Richard, I think that everyone who holds any position does so because they believe it to be “strong” and that all the other options are “weak”. They may be wrong in that assessment (as were those who observed Sabbaths and declined meat sacrificed to idols), but it is their assessment and they are entitled to hold it and obligated to live, in conscience, consistently with it. So, yes, of course, we believe that female equality in leadership is the “strong” position and that inequality in leadership is the “weak” position. But those who disagree believe the same about their position.

Paul was unafraid to refer to one position as “weak” and the other as “strong” (to take sides, as it were). Therefore, if the Roman church as a whole had to have a policy on matters of Sabbath and food sacrificed to idols, it would conform to his view and not the other because he believed (rightly) that his view had the better of it theologically.
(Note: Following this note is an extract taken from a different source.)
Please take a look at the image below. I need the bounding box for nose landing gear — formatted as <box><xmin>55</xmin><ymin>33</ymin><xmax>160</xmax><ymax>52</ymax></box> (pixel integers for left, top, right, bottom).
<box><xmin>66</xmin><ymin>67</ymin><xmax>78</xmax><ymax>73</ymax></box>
Now, that we are not Paul (which ought to be obvious), we don’t always get it right, even when we arrive at consensus as a leadership or membership. That’s why we continue to need all viewpoints at the table. We need people who disagree to continue to dialogue so that we don’t slip into ideology and so that we don’t start believing our viewpoint in a way that excludes other people.

Paul’s POINT is that none of this ought to terminate our ability to live in robust unity with each other. So, I assume that in such a church (ideally) no one would feel that “genuine discussion” had been terminated, that no one would “clam up” if they choose to stay and that none would feel the pressure to “move out” just because they disagreed. Not everyone, even on staff, agrees with our position of female leadership, but we experience robust unity and serve together happily, despite the fact that, if they were planting their own church, they’d do it differently. That’s one moment when we’ve experienced the power of this text.

I appreciate that this is a minority view in the Church at large. We’ve been groomed to fight for our theologies to the death (of community). But I believe that this is the genuine implication of this text. If this text is only for those transitional issues between Old and New Covenants (which, I agree, is its original referent) then it has no abiding purpose for the Church. Why would God preserve this text then, if not to force us to grapple with the reality that, in God’s heart, love trumps all? At least, that’s how I see it.

Thanks for pushing me with your questions, Richard.

Mark Friesen October 9, 2014 - 12:36

I just want to thank Richard Peachey and Michael Krause for their above dialogue/discussion. I shared some of Richard’s concerns when I initially read Michael’s article. However with the ensuing discussion I feel better about the spirit that the article was written in, something I’m sure is not always easy to communicate within a 750 word limit. I think it is good and take a step back from our positions (always viewed as the right position of course) and ask ourselves if this is essential to the gospel. I especially appreciated going into a little more detail around what that would look like for issues like God’s creation, and God’s judgement.